The offices of Keenan and Finch were beautifully furnished with mostly antique pieces, but they were warm and inviting, instead of the usual austere furnishings so often associated with law firms. She waited only a few minutes before a middle age, tall, slimly built man called her name.
"Mrs Fletcher?" He shook her hand before escorting her down a wide passage into an office where he indicated a chair. Lin hadn't spoken, yet he continued as if she had. He offered her tea which she accepted. He passed the request through to an unseen person via the intercom system on his desk before continuing.
"Let's get down to some business, shall we?" Desmond smiled politely. "I have some information to relay to you then, I will be happy to answer your questions, as best I can." He then went on to give her the details as his client had requested.

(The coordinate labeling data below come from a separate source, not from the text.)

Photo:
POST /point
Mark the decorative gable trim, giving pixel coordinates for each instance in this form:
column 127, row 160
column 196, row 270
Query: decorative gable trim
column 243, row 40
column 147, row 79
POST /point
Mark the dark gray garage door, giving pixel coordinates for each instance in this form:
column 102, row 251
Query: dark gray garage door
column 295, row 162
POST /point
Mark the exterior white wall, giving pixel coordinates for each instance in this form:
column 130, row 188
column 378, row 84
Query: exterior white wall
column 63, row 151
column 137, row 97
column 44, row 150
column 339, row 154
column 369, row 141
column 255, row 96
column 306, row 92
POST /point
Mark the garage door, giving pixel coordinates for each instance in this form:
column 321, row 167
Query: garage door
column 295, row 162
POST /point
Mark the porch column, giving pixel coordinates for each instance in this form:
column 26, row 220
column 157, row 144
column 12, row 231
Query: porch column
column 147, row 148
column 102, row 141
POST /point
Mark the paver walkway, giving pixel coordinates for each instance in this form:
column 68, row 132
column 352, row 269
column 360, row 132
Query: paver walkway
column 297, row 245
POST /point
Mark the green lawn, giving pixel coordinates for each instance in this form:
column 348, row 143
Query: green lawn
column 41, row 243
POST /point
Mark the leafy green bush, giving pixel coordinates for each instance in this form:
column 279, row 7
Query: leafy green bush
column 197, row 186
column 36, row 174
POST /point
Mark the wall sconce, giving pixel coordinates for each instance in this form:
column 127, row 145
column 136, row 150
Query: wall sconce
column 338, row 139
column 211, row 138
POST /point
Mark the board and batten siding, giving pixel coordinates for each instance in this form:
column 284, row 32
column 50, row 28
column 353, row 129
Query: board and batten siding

"With your mother dying shortly after childbirth, your father went through a deep depressive state and was not able to cope with the demands of a new born baby. He placed you in a convent to be taken care of." Desmond paused to allow the woman before him to absorb the information. "Months went by before he could begin to deal with aspects of his life again. Once he'd picked up the threads, Paul had spent several months at a cottage near the Convent hoping to form a bond with you." Glancing at her Desmond continued. "Your father found a good business opportunity but, unfortunately, his work took him far and wide and for lengthy periods of time and he was forced yet again to leave you with caring people, people he trusted."
Lin interrupted. "I grew up a long time ago, why the decision to make contact now?"
Desmond replied. "I'm sorry, that's one question I'm not at liberty to answer. Should you choose not to meet with Mr Ansley, I am holding a letter in trust that will be given to you in due course."
Lin asked curiously. "How old is Paul Ansley now?"
"Your father is in his sixty fourth year."
Silent for a moment Lin then made up her mind. "You can advise Paul that I will see him. Sunday, at Kirstenbosch Gardens, say around three o'clock." A natural smile formed about her lips.